El arrepentimiento de Dios

 

Leemos en Génesis 6:5-6: “El Señor vio que la maldad del ser humano se había multiplicado sobre la tierra y que toda inclinación de los pensamientos de su corazón era de continuo solamente el mal. Entonces el Señor se arrepintió de haber hecho al hombre en la tierra, y le dolió en su corazón.”

 

No sé qué pienses tú, pero leer que el Señor se arrepintió de haber creado al ser humano (tanto al hombre como a la mujer) y a los animales es algo difícil de comprender. ¿Qué tan perverso había llegado a ser el corazón del hombre? La Escritura dice que sus corazones eran “solamente malos todo el tiempo”, lo que significa que no había arrepentimiento, sino una desobediencia total a aquello para lo cual Dios los había creado.

 

 

El llamado de Dios a la obediencia

 

El Señor nos llama a vivir en obediencia. No porque sea un Dios severo que quiera controlarnos, sino porque es un Padre amoroso que todo lo ve, todo lo sabe y desea ver a Sus hijos desarrollarse plenamente conforme al propósito para el cual los creó. Pero, como no somos marionetas controladas por un Dios titiritero, somos libres de vivir nuestra vida de una de dos maneras. Podemos seguir las Escrituras y obedecer lo que Dios dice, llevando una vida que le glorifique a Él y que sea para nuestro bien; o podemos vivir en rebeldía contra Él, dejándonos arrastrar por el mundo y cayendo en la desobediencia.

 

En algunas traducciones, Génesis 6:6 dice: “…y le dolió en su corazón.” Esta expresión nos muestra con gran claridad cuánto ama Dios a Su pueblo y cuánto desea que obedezcamos Su Palabra, porque cuando vivimos en desobediencia, Él se entristece profundamente. Él sabe lo que es mejor para nosotros; sin embargo, las Escrituras están llenas de generaciones de personas que pensaron saber mejor que Dios lo que realmente les convenía.

 

 

La gran gracia de Dios

 

¿Acaso no somos iguales? Es fácil leer las historias de las Escrituras y pensar: ”¿En qué estaban pensando estas personas?”  Sin embargo, la realidad es que los creyentes de hoy actuamos de la misma manera. Cuando mentimos, engañamos, robamos, codiciamos, entre otros pecados, estamos desobedeciendo voluntariamente al Señor. Tristemente, esto es algo que hacemos todos los días.

 

Pero la diferencia entre las personas de la antigüedad que aparecen en la Biblia y nosotros, como seguidores de Cristo en la actualidad, es que Dios estableció en Su Palabra que nunca más volvería a inundar la tierra para destruir lo que Él creó (Génesis 9:11).

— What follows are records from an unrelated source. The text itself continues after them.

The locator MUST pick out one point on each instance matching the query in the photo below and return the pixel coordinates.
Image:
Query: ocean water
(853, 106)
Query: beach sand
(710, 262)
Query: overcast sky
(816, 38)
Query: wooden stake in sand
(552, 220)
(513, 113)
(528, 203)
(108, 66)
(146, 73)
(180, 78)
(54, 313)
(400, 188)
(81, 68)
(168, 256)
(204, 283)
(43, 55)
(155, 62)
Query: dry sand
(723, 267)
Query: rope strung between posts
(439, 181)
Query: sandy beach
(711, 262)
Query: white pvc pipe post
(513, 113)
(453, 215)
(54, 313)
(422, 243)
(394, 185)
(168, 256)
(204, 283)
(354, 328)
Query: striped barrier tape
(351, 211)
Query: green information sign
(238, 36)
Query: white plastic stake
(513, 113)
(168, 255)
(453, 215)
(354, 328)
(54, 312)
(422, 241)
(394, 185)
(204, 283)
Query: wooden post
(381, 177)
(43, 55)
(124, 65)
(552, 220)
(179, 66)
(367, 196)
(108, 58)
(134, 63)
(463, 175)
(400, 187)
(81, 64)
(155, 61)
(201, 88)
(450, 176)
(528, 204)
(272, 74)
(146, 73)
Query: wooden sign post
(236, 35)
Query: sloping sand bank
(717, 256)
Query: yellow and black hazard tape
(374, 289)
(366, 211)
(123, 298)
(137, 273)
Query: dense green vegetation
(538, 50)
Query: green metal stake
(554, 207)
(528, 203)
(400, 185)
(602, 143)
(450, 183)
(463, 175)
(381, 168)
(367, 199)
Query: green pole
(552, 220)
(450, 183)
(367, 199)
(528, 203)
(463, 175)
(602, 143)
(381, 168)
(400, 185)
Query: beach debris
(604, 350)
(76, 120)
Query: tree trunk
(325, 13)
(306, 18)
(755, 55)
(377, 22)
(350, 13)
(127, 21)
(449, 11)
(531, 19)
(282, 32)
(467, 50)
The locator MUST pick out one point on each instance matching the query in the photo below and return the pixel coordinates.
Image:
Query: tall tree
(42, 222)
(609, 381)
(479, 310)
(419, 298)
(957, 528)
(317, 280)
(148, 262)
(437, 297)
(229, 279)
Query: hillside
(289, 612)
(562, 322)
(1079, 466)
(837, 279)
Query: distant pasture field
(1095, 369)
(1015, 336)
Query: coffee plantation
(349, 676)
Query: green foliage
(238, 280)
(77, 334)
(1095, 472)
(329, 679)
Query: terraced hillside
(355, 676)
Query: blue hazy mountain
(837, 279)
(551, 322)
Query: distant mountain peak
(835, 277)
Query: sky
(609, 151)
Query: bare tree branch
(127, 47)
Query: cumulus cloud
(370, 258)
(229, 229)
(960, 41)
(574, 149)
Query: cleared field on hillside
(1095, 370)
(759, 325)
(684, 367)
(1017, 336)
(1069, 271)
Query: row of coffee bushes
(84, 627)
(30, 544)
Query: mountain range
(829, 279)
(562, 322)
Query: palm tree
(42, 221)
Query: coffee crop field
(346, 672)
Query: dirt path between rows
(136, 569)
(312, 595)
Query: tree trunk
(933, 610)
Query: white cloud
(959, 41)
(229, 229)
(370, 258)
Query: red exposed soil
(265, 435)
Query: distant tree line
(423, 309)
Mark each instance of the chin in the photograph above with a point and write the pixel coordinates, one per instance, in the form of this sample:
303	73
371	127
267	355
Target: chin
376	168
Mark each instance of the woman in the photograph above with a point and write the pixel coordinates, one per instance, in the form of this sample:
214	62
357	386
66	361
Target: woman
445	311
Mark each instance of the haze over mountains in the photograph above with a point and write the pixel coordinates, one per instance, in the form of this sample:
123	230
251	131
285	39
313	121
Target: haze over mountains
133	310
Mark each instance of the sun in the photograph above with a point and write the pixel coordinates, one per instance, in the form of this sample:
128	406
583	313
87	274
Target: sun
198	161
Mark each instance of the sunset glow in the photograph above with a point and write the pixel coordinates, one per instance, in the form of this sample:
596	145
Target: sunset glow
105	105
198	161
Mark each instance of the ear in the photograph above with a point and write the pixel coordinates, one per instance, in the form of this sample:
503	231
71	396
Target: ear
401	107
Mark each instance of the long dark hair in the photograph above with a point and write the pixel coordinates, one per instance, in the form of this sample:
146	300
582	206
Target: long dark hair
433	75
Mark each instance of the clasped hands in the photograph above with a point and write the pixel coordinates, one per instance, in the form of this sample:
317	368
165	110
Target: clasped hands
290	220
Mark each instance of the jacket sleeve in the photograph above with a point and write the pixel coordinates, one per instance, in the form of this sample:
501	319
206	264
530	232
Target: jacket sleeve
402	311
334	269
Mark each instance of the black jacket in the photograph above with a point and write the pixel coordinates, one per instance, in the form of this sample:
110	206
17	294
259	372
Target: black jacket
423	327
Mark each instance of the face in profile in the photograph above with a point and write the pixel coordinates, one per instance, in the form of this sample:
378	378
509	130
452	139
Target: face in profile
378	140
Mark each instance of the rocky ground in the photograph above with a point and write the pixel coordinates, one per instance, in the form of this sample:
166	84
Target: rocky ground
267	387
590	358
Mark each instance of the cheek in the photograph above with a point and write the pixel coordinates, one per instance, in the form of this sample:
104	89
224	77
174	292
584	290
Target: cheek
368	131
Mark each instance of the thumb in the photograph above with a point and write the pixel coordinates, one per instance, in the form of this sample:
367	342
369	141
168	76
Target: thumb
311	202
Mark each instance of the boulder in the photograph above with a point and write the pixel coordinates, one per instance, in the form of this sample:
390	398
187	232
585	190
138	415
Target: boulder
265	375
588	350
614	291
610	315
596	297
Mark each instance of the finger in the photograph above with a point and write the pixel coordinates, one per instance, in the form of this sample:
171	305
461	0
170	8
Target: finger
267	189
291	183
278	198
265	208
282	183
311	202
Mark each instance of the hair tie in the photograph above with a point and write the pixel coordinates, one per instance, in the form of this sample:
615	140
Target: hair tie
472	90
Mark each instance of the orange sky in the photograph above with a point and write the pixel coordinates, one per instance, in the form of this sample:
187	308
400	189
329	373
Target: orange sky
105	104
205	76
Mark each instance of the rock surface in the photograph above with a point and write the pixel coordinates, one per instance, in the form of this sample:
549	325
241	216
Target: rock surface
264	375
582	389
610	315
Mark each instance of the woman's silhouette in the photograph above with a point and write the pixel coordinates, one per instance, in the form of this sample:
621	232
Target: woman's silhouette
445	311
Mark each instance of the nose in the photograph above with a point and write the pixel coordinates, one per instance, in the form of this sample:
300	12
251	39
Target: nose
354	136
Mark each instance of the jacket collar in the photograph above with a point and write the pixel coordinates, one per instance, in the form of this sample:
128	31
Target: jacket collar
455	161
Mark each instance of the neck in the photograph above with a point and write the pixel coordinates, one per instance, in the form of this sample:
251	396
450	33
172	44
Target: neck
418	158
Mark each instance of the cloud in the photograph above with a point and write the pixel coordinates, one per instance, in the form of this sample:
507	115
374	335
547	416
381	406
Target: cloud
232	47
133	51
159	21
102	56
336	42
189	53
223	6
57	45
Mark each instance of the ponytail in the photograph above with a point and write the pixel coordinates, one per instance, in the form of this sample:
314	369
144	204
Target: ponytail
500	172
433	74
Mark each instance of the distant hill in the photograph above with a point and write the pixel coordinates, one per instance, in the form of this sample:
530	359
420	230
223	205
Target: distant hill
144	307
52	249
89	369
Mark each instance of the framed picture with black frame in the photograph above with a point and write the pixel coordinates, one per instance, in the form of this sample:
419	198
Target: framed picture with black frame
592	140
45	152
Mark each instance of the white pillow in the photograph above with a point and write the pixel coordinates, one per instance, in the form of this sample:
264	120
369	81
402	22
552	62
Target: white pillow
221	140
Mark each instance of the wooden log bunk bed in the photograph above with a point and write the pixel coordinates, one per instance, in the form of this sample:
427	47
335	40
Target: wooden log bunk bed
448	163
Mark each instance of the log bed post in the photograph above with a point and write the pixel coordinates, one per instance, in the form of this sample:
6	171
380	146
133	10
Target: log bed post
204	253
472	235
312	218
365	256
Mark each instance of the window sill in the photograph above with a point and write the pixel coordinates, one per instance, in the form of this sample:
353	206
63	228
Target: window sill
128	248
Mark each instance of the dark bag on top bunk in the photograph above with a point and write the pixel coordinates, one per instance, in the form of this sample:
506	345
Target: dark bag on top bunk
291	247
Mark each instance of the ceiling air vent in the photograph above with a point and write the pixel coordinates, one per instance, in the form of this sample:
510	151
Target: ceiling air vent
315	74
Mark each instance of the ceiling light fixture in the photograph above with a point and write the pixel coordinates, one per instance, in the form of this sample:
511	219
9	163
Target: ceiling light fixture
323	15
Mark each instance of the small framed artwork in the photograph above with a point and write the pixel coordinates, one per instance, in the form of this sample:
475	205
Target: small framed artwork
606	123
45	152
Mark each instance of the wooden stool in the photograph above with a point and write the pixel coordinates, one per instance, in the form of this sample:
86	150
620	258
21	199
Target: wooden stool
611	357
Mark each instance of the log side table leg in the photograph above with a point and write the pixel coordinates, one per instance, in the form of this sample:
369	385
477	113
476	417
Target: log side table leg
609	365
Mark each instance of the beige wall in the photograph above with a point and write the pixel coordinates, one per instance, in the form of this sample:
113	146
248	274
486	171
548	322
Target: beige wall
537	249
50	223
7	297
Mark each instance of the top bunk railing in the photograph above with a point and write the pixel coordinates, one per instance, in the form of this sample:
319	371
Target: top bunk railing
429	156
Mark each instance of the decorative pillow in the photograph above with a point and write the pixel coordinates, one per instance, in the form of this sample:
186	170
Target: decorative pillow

Él nos da una oportunidad tras otra para arrepentirnos de nuestros pecados, avanzar en obediencia a Su Palabra y vivir una vida que refleje Su gracia. Gracias a la muerte y resurrección de Su Hijo, Jesucristo, podemos conocerle y tener una relación con Él.

 

¿Cómo estás viviendo tu vida, amiga? ¿Estás viviendo en desobediencia al Señor? Si esa es tu realidad hoy, Dios desea tu obediencia. Él te ama y sabe lo que es mejor para ti. Búscalo hoy. Abre Su Palabra. Oro para que puedas reflexionar sobre el maravilloso regalo de gracia que representa el hecho de que Él nunca volverá a inundar la tierra. A todos se nos ha dado una segunda oportunidad para apartarnos de nuestros malos caminos de pecado y venir a Él por medio de la fe en Jesucristo. Él nos llama a través de Su Palabra. ¿Responderás a Su llamado?